The Australian research, led by the Murdoch Children’s Research Institute in Melbourne, found mental health should be evaluated as part of standard pediatric concussion assessment and management.

Monash University doctoral candidate Alice Gornall, a researcher with the institute, said that despite many post-concussion and mental health symptoms overlapping, the relationship between delayed recovery and mental health had remained poorly understood until the review.

The review, published in the British Journal of Sports Medicine, examined 69 scientific papers published between 1980 to June 2020, involving almost 90,000 children aged up to 18 from nine countries, including Australia, the US, Canada and New Zealand, who had a concussion.

Falls (42.3 per cent) and sporting injuries (29.5 per cent) were the most common cause of injury, followed by car accidents (15.5 per cent).

It found up to 36.7 per cent experienced significantly high levels of internalising problems such as withdrawing, anxiety, depression and post-traumatic stress and 20 per cent externalising problems such as aggression, attention problems and hyperactivity after concussion compared with healthy children or children who sustained other injuries such as an arm fracture.

Pre-existing mental health problems were a strong predictor of post-concussion mental health issues. The review found that 29 percent of children with a pre-injury mental health diagnosis received a new mental health diagnosis post-concussion. Up to 26 percent without prior mental health problems went on to develop symptoms.

Gornall said while significant improvements in mental health emerged between three and six months after the injury, a minority of children experienced persisting symptoms for several years.

The findings come after a recent study, led by the institute and published in The Journal of Head Trauma Rehabilitation, found having a traumatic brain injury in early childhood was associated with lower IQ scores that persist up to seven years post-injury.

Gornall said concussion was a growing public health concern with a third of children experiencing a head injury before 13 years of age.

“Despite the high incidence of concussion among children and adolescents, identifying those at risk of ongoing difficulties after concussion remains a prominent challenge for clinicians,” she said.

“On top of this, children take twice as long to recover from concussion than adults, with one in four children experiencing symptoms beyond one month post-injury.”

Melbourne resident Emma, 17, has been seeking mental health support after suffering two concussions, a year apart.

In 2019, while playing netball, she knocked her head on a goal post and last March she was hit with a ball in the back of the head.

Emma said after the second concussion she developed anxiety, headaches, a sense of hopelessness and had trouble concentrating.

“After my last concussion, I found it very hard to be motivated for school and everyday life. Doing the simplest of tasks such as a walk was difficult for me, not being able to complete these tasks got me quite disheartened which impacted on my mental health,” she said.

Emma’s dad, Bruce Henry, said he welcomed the push for mental health to be part of paediatric concussion assessment and management as many cases would be going untreated.

“When a child has a concussion they might look fine but you can’t see the underlying impact,” he said. It’s so important for mental health to form part of concussion management, which has been essential to Emma’s recovery process.”

Researchers with the institute are also trialling an intervention, Concussion Essentials, to prevent children from suffering long term post-concussion symptoms.

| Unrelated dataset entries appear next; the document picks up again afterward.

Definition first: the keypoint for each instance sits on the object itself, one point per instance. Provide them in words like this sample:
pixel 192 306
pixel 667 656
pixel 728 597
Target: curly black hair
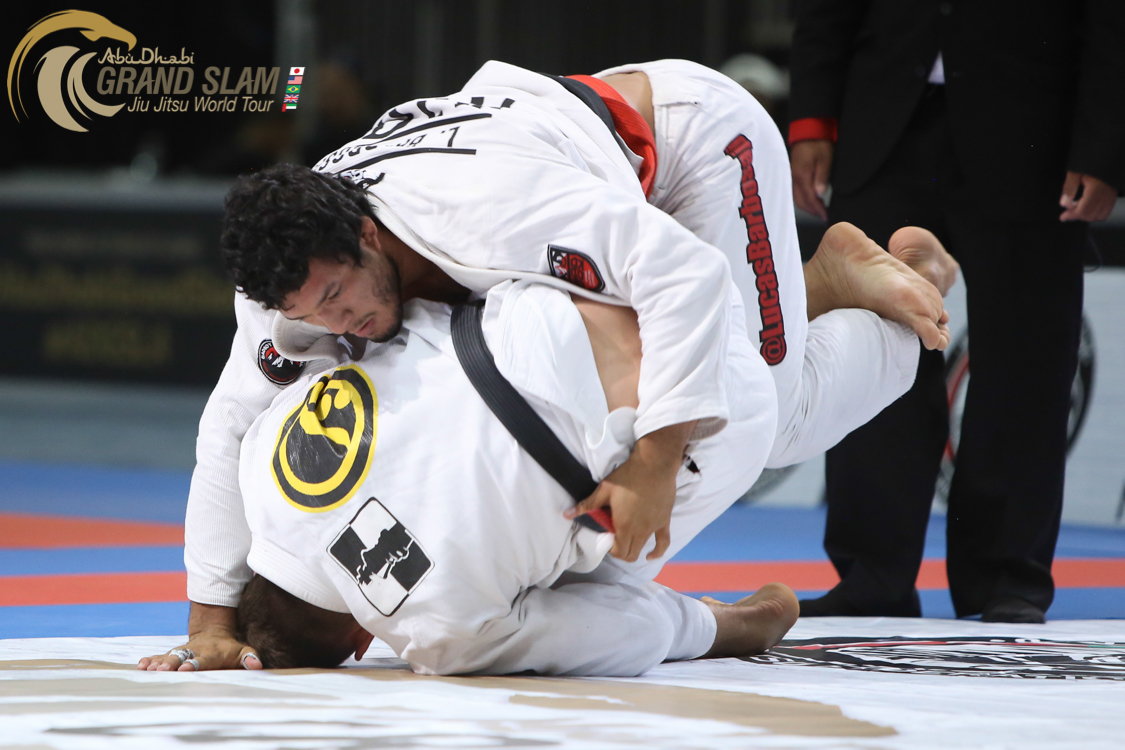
pixel 287 632
pixel 278 218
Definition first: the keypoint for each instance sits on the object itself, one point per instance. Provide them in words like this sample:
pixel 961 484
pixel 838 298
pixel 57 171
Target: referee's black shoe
pixel 1011 610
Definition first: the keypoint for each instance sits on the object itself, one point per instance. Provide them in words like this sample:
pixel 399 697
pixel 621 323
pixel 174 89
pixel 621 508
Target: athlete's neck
pixel 420 277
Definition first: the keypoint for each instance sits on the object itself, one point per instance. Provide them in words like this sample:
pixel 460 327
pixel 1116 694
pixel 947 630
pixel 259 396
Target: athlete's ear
pixel 369 233
pixel 362 640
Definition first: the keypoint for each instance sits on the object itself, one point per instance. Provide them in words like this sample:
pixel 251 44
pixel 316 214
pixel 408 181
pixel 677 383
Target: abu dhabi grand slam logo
pixel 75 86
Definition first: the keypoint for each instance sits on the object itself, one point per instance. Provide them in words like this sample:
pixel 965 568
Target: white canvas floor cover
pixel 842 683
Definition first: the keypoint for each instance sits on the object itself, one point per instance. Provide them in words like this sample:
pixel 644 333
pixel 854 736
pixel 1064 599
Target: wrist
pixel 663 450
pixel 212 620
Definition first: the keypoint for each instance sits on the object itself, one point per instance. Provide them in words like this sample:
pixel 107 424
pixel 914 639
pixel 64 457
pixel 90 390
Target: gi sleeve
pixel 216 535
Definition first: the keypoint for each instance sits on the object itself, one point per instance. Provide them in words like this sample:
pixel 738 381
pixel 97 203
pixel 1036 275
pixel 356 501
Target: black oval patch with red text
pixel 574 267
pixel 276 368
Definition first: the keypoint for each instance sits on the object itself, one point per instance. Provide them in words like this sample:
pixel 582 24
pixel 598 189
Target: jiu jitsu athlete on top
pixel 519 178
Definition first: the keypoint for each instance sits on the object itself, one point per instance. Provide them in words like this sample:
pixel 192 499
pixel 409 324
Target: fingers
pixel 804 196
pixel 804 187
pixel 820 179
pixel 161 662
pixel 249 659
pixel 663 541
pixel 1069 190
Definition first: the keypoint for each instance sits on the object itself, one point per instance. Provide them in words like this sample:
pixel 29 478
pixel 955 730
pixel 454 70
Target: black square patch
pixel 381 554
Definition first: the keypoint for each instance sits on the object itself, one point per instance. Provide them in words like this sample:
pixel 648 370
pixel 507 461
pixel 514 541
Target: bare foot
pixel 849 270
pixel 921 251
pixel 754 624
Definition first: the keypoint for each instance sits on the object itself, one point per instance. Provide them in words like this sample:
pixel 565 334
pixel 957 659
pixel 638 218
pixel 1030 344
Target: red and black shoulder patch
pixel 277 369
pixel 574 267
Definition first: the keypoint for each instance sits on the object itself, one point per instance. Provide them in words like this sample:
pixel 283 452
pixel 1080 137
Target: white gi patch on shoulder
pixel 384 558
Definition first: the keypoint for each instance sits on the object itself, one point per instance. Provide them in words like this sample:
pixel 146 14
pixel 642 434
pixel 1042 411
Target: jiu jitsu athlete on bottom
pixel 516 177
pixel 386 489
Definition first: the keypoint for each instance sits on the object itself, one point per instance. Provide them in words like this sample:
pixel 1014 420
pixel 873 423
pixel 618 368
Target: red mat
pixel 138 587
pixel 24 531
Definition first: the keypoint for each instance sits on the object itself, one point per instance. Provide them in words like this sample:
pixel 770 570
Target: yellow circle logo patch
pixel 325 445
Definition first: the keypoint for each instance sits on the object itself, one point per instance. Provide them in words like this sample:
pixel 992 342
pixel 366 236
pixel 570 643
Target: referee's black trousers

The eight-session intervention combines physiotherapy and psychology treatments that target presenting symptoms with education around common concerns such as headache, fatigue and return to exercise, school and sports. Early data shows that the intervention is effective in accelerating recovery.

Professor Vicki Anderson, who is with the institute said the assessment, prevention and intervention of mental health difficulties after concussion should be integrated into standard concussion management.

“Mental health is central to concussion recovery. Concussion may both precipitate and exacerbate mental health difficulties, impacting delayed recovery and psychosocial outcomes,” she said.

“Incorporating mental health risk into post-injury management represents an opportunity to engage children and adolescents with mental health services to either prevent unnecessary problems emerging or to treat already existing issues.”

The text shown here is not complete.